Termina el semestre académico en las universidades. Momento oportuno para hacer una pausa -una “tregua en el duro trabajo”, como reza la secuencia de Pentecostés que hoy recita el mundo católico- y reflexionar un poco sobre las universidades, los profesores y los estudiantes. Una pausa y tregua que, en cambio, no dan los asuntos internacionales, de los que habitualmente se ocupa esta columna; y que, por eso mismo, vale la pena aprovechar para ocuparse de otras cosas, como éstas.
No son tiempos fáciles para ser y hacer universidad. De ella se esperan muchas cosas, quizá demasiadas. Incluso algunas que no corresponden a su naturaleza, y que, en ocasiones, ella misma cae en la tentación de ofrecer. Lo que cabe esperar de una universidad es que sea signo de contradicción, que sea capaz hoy, una vez más, de ir a contrapelo de la época.

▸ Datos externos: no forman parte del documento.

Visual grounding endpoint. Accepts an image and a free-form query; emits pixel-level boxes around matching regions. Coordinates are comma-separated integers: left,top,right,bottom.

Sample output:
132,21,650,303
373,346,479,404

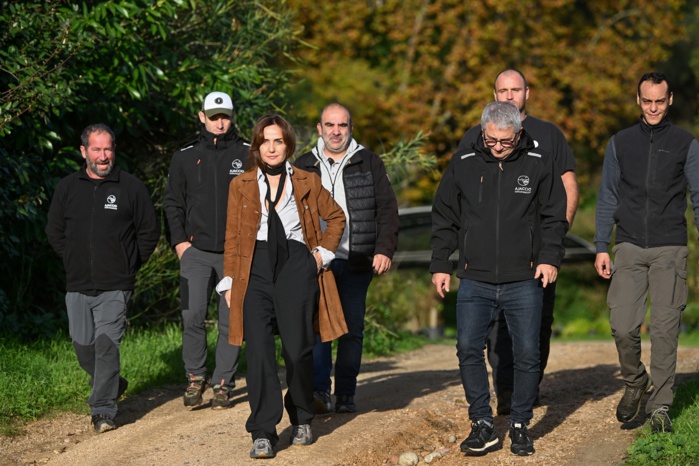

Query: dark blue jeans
456,279,543,425
313,259,374,396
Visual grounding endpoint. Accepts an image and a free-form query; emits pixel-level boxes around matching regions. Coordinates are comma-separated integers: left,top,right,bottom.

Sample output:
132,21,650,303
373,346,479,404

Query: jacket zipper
87,185,99,289
214,138,218,247
495,161,503,282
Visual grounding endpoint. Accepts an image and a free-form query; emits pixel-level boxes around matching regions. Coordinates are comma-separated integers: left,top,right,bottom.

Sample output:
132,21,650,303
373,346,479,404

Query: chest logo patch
104,194,117,210
228,159,244,176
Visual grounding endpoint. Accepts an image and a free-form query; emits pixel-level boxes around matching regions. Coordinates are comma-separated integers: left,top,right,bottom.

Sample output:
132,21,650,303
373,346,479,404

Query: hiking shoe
495,392,512,416
291,424,313,445
92,414,116,434
461,419,499,452
250,438,274,459
510,422,535,456
116,377,129,400
650,406,672,434
616,376,651,422
335,395,357,413
313,390,333,414
184,374,207,408
211,380,233,409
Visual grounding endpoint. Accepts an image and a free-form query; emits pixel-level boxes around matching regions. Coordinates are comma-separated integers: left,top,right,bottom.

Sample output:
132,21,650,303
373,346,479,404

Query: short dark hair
493,68,529,91
80,123,116,149
637,71,672,97
250,113,296,171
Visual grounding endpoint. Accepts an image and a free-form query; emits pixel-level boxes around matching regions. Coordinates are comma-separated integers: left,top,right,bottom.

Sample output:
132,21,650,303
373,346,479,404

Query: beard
87,160,114,176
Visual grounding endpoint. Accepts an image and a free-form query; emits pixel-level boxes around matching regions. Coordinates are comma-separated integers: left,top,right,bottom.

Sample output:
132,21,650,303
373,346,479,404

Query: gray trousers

Frente al dogmatismo que se ha impuesto en la discusión pública de los más diversos asuntos, la universidad debería ser el baluarte del espíritu crítico que, en lugar de acomodarse con la simplificación de la realidad, escudriña y pone en evidencia toda su complejidad, esa que quieren encubrir las respuestas prefabricadas que se ofrecen hoy a las preguntas difíciles.
Ahora que el mundo rinde una desaforada pleitesía al subjetivismo, la universidad debería afirmar la posibilidad y la necesidad de conocer una realidad que, aunque puede y debe ser interpretada, existe con independencia y más allá de esa interpretación; y, por lo tanto, no debe ser confundida con ella.
Cuando la sociedad ha idealizado a la juventud hasta la idolatría, infantilizándola al mismo tiempo, y hacerse adulto tiene mala fama, la universidad debería ser el crisol en el que se ponga a prueba el carácter, el yunque contra el que se forje la personalidad, para que los jóvenes puedan madurar oportunamente y empiecen a vivir en plenitud.
Ante la “emocionalización” enfermiza de las relaciones y la vida social, la universidad debería reivindicar el poder de la razón para conducir la deliberación, para orientar el debate y el diálogo sobre las cuestiones que a todos conciernen, y para inspirar el ejercicio responsable de la libertad.
Mientras pululan las “casas-estudio” desde las que se escenifican pantomimas para el entretenimiento de las masas, para su solaz con la contemplación impúdica de las miserias humanas, la universidad debería ser, más que nunca, una casa de estudio. Para el culto de la disciplina, de la constancia y del esfuerzo, sin los cuales es imposible el desarrollo fructífero de la inteligencia; para el cultivo ilustrado de las virtudes, las privadas y las públicas, las individuales y las colectivas, que son condiciones necesarias de una vida digna.
Ese es el “debería”, pero no el “es”. Sin embargo, la fe en las universidades ha de renovarse todos los días. Porque hay cosas que, solamente ellas no obstante las limitaciones a las que están sometidas, pueden lograr. Siempre y cuando se asuman y ejerzan como signo de contradicción y no como caja de resonancia del ruido y la furia del mundo, que nada significan.